Рукопись была объемной. Только рукопись. При жизни Натан не отдал ее в печать, а потом уже некому было с ней возиться. По счастью, единственному приятелю Остапа, антиквару и старьевщику, родственники покойного краеведа притащили много всякого барахла. В том числе и бумаги. Дедовские записки, ничего интересного. Остап, забежав посмотреть новые поступления барахла, зачитался рукописью, и приятель отдал ее парню на изучение. Текст был написан плохо и корявым почерком, но прочесть было можно. Находились в нем забавные места.

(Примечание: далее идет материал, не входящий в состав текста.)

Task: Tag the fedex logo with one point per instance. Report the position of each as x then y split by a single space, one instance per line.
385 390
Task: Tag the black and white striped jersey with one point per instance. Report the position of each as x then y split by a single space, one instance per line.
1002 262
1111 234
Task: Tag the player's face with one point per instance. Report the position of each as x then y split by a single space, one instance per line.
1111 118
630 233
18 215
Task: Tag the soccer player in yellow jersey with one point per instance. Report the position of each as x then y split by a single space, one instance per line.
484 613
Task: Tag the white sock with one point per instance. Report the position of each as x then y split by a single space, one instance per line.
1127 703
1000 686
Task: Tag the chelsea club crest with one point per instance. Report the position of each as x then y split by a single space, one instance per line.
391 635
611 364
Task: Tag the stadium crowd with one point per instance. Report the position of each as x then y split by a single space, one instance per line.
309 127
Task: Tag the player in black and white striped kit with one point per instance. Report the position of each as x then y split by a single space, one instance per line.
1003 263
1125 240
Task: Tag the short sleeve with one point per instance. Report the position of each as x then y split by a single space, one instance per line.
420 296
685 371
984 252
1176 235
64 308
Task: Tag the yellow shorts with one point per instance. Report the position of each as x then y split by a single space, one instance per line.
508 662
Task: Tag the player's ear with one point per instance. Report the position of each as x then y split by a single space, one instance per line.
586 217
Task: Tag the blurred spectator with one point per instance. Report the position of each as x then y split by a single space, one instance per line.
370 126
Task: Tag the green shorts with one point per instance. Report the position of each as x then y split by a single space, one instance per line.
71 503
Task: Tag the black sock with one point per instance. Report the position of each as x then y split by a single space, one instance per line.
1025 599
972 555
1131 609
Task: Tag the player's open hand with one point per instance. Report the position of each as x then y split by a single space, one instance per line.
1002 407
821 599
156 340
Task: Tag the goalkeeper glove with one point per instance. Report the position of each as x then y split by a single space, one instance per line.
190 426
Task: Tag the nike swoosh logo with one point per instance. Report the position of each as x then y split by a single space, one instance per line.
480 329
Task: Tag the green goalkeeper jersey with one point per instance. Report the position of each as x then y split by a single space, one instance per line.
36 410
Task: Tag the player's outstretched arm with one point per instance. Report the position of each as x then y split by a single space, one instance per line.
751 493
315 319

Лиц писал, например, что заночевал однажды близ тогда еще почти не раскопанного Танаиса. Ночью его разбудило пятеро человек. По всему их виду было ясно, что они не местные. Странная одежда, малый рост. А главное, говорили на странном языке, ни слова не разобрать. Что-то всё пытались ему втолковать. Потом ушли. Позже он воспроизвел некоторые слова незнакомцев другу-филологу, и тот с удивление заметил, что похоже всё это на диалект греческого. Натан Борисович сделал вывод, что каким-то чудным образом встретил местных греков, живших здесь эдак три тысячи лет назад или около того.
Но дальше было еще интересней. Лиц рассказывал о Щепкинском в том роде, что насажен он был не просто так, а для того, чтобы скрыть в своих уделах некую невидаль. В тех местах, по словам Лица, близ Щепкина села, места были странные. Как и речной остров (думаю, что речь о Зеленом острове), это место «странное», с «чертовщиной». В подобных издревле строили христиане если и не монастыри, то хотя бы скиты [так считает Лиц], чтобы бороться с нечистью и закалять веру. К моменту посадки Щепкинского леса времена были уже совсем не те, поэтому – просто лес, без лишней сакрализации. [Лес ограждающий]. И где-то, на окраине, растет необычное дерево. Тогда Лиц гостил в одном местном хозяйстве. Рядом располагалось старое имение, частично заброшенное и частично освоенное крестьянами. В былые времена, по словам автора, им владела некая графиня и гнездилось там общество, вроде теософского, центром своего внимания имевшее доктрину некого каменного змея или червя. Местные говорили, что большую часть этого общества (не последних людей в окрестностях), расстреляли в революционную пору. Впрочем, никто о них не горевал. И вот, Лиц в ночи вышел на прогулку и наткнулся на странное дерево, из которого выглянуло на него нечто страшное. «Голова черта светилась огнями и показывалась прямо из дерева, из него вырастала. Сам он мелькал и моргал так, что болели глаза». И больше ничего автор не стал пояснять. Остап прочел внимательно всю последующую писанину. Ничего. Огни… Это не совпадение, не теперь. Он сидел на лавке и решался. На секунду Остапу показалось, что листья клена, на который он смотрел, стали чернеть. Он тряхнул головой. Показалось.